When Americans who are Jewish were attacked in their home in Billings, Montana, the townspeople were so appalled and outraged they banded together. The local paper printed full page menorahs, which everyone then hung in their windows as a show of solidarity with their neighbours and also to confuse those who hate. They had no idea whose window to smash next, as all proclaimed to be Jewish. Billings called this the Not in Our Town campaign. It has since been immortalised by a widely broadcast documentary. That documentary was followed by a second one which chronicled the inspired actions of other towns involved in proclaiming their communities hate free. Many creative and diverse actions were the result of people putting aside their differences and working together for the good of all.
A year ago, the Casper Star Tribune printed their symbol of zero tolerance for hatred, three distinctive green circles on a field of pale yellow, when Matthew Shephard was murdered. The Wyoming Grassroots Project, a human rights organisation, distributed their own circular symbol with the word "hate" crossed out by a slash; the circle was surrounded by the words, "Wyoming - Equality State." Many, many copies of that symbol were emailed and passed out to people all over Wyoming, and the nation, who felt touched by the violence and sadness; people who wanted to join in a concerted effort to protest such horrible events. It was hoped, at the time, that Wyomingites would take up the call, as in Billings, and declare their stand against the violence and intimidation which are the results of hatred.
"Today, as I drive around Casper, I see a few, sun-bleached signs posted in the windows of a few homes, but there has been no significant, collective effort to declare a Not In Our Town campaign to promote tolerance in Casper, or anywhere else in Wyoming.
Opponents of bias crimes laws are out en force, gearing up with their spin on why minorities should not feel as safe and welcome as the majority of citizens. Bias crimes laws are a way for the community or state to set a precedence; to let everyone know that certain aspects of behaviour will not be tolerated. It is like teaching a child good manners and respect. By being up front with the rules and expectations of behaviour, those who harbour hatred and wish to act on it in a violent manner are forewarned against doing so. If they then go on to commit the crime, they will suffer the consequences.

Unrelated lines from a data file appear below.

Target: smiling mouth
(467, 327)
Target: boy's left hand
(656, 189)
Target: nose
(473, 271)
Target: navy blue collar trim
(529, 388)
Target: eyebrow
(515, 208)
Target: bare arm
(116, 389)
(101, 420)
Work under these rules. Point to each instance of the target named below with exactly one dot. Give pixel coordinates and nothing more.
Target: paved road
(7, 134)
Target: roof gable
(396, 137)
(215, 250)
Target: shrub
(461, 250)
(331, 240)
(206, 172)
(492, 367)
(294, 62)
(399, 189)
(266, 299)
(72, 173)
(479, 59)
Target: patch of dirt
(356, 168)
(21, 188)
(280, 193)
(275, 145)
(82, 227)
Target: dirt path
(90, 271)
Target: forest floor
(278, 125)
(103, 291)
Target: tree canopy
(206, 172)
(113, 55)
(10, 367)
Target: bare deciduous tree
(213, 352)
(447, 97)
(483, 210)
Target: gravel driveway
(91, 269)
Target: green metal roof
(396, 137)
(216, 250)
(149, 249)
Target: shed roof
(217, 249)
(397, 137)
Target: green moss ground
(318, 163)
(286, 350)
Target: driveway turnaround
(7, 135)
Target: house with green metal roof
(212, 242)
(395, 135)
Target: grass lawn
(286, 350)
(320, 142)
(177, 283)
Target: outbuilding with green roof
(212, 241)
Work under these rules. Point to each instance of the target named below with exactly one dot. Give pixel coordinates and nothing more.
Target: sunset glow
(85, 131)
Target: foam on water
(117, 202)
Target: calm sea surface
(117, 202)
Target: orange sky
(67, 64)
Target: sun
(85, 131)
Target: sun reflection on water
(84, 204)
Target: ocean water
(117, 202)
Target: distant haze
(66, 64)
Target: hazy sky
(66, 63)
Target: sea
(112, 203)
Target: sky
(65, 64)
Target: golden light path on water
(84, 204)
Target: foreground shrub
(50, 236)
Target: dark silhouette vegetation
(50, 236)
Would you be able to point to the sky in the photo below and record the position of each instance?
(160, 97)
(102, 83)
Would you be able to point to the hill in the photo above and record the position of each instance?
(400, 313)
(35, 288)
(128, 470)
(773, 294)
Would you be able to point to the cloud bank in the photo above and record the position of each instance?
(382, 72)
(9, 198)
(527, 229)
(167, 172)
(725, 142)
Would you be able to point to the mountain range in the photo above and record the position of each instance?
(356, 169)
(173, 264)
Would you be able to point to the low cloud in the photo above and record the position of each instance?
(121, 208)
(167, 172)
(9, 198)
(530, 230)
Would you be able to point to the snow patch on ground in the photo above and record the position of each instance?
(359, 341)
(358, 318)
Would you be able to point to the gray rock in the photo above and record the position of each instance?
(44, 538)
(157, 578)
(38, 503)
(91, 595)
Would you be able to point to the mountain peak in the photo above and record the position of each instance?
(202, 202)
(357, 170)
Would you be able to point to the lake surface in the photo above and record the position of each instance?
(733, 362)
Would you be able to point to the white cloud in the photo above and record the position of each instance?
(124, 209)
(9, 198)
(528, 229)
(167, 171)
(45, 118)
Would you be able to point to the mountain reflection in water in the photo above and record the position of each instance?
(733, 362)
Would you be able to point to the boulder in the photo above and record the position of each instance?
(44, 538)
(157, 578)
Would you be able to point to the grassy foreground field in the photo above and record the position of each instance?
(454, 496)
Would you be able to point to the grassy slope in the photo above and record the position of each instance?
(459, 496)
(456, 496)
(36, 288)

Law enforcement personnel in Wyoming already have a tremendous resource at hand for training on recognising and dealing with hate crimes. At the Wyoming Law Enforcement Academy, Staff Instructor John Rabun teaches a class called Hate Crimes, which is also available for on-site training, at the request of any law enforcement office in Wyoming.
Once again, a couple more gay men have been beaten up in Wyoming. Most likely more, as many are too intimidated to report the attacks. This is not okay, neither is it okay that an American physician of Asian descent has been run out of Wyoming. How many more is it going to take for the people of Wyoming to rise up in indignation and solidarity for all of her peoples to live safely, free of fear, and the sometimes fatal violence of hate? Apathy and its inaction give tacit approval to those who harbour and act out their hatred. It is time to cast apathy aside; join hands with neighbours from all walks of life; and tell the hatemongers, "Not In Our Town/State!".